Announcements had been made that the summer of ’83 would be the amusement park’s last. Suddenly many locals had flashbacks to their early days at “the Beach,” as it was commonly called. Located along the Lakefront, across from the eastern end of the UNO main campus, the park’s midway was a place where teens could enact the sort of being-seen ritual now practiced at malls or in the stands at high school football games.

By its last years, the smell of grilled onions wafting from the hamburger stands were no longer a part of the sensory experience. The burgers by then were pre-cooked and as flavorful as the cardboard carryall containers. To a generation, the Beach was not what it used to be, but like memories of Christmas and Mardi Gras, the amusement park could never be what it used to be, not so much because of the ways it had changed as because of the ways that we had. By ’83 several generations were seeing the playland through the gauze of nostalgia.

Consistent through the Beach’s history was The Zephyr, a classic roller coaster made picturesque by the white wooden latticework structure over and through which the track ran. Watching the roller coaster ascend the highest peak and then swooshing downward was a thing to do while driving along the lakefront on a summer evening in hopes of a breeze.

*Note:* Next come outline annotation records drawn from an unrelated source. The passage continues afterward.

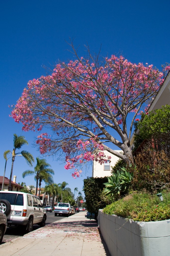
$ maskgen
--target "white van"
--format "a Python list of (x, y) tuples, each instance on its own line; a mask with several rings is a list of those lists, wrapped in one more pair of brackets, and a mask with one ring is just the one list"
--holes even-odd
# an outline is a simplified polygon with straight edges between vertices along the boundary
[(45, 205), (38, 196), (31, 194), (0, 191), (0, 211), (6, 216), (8, 226), (21, 226), (28, 233), (32, 231), (33, 224), (45, 226)]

Each June on Flag Day, the heat seemed to conquer as the city’s Boy Scouts gathered at one end of the park and then marched –– some might say ambled –– en masse along the midway toward the beach’s stage. In return for listening to a few patriotic speeches, the scouts were granted free entry to the park’s rides. The concept, however, was better than the experience because for each ride there was a long line of scouts. When possible, the number of revolutions per ride was shortened to quicken the scout flow.
In earlier days, the stage was the site of nightly circus acts including (on at least once occasion) a mounted horse that leaped from a high platform into a pool of water far below. Harry Batt Sr., the Beach’s founder, was a master showman who in the 1950s had a hunch and invited an upcoming rock ‘n’ roller named Elvis Presley to the Beach’s stage.
For some New Orleanians, the memories did not reach as far back. Until 1964 and the passage of the Civil Rights Act, the park was segregated. Like many Southern public places, the Beach went through an uneasy transition after the law was passed. Lincoln Beach, a nearby amusement park built for blacks, suffered too as its clientele moved to the other Beach. Neither park would last.
Amusement parks in the earlier days of urban America were usually built on the edge of town where the land was less expensive. By 1983 the town had spread. To the Beach’s landlord, the Orleans Parish Levee Board, the land had become very valuable. Developers had hopes of building a lakefront condominium complex there. After Harry Sr. died, sons Harry Jr. and John Batt tried valiantly to keep the park open, but the forces were against them.
Other than sentiment, what drew crowds to Pontchartrain Beach during its last years was thriller rides. The Batts installed the Ragin’ Cajun, a high-speed roller coaster with a corkscrew path that made the old Zephyr seem tame. "Iron parks," as places such as the Beach were known in deference to the roller coaster tracks, could no longer compete with the new generation of theme parks, including the Disney places and Six Flags. Besides, the Beach faced an extra challenge: In 1984 there was going to be a World’s Fair in town, something else to take business away. The time had come for the Beach’s last ride.
Twenty-seven years later, and the Beach site is now the location of a research park. The condominium proposal never materialized. The Batt family legacy includes a dentist, a Broadway performer and a former New Orleans City Councilman. And the word "zephyr" is still part of local summertime culture in the form of a baseball team, named not after the roller coaster but the Rocky Mountain winds near Denver from whence the franchise relocated to New Orleans.
In June 1994 the old Beach setting was used to stage a re-creation of the Normandy Invasion on the occasion of the D- Day’s 50th anniversary. Make-believe American soldiers stormed the sands of Lake Pontchartrain while long abandoned beach buildings served as a French village from which pretend German snipers fired at the advancing troops.
Once more there was fantasy along the shore as Pontchartrain Beach faced its final battle.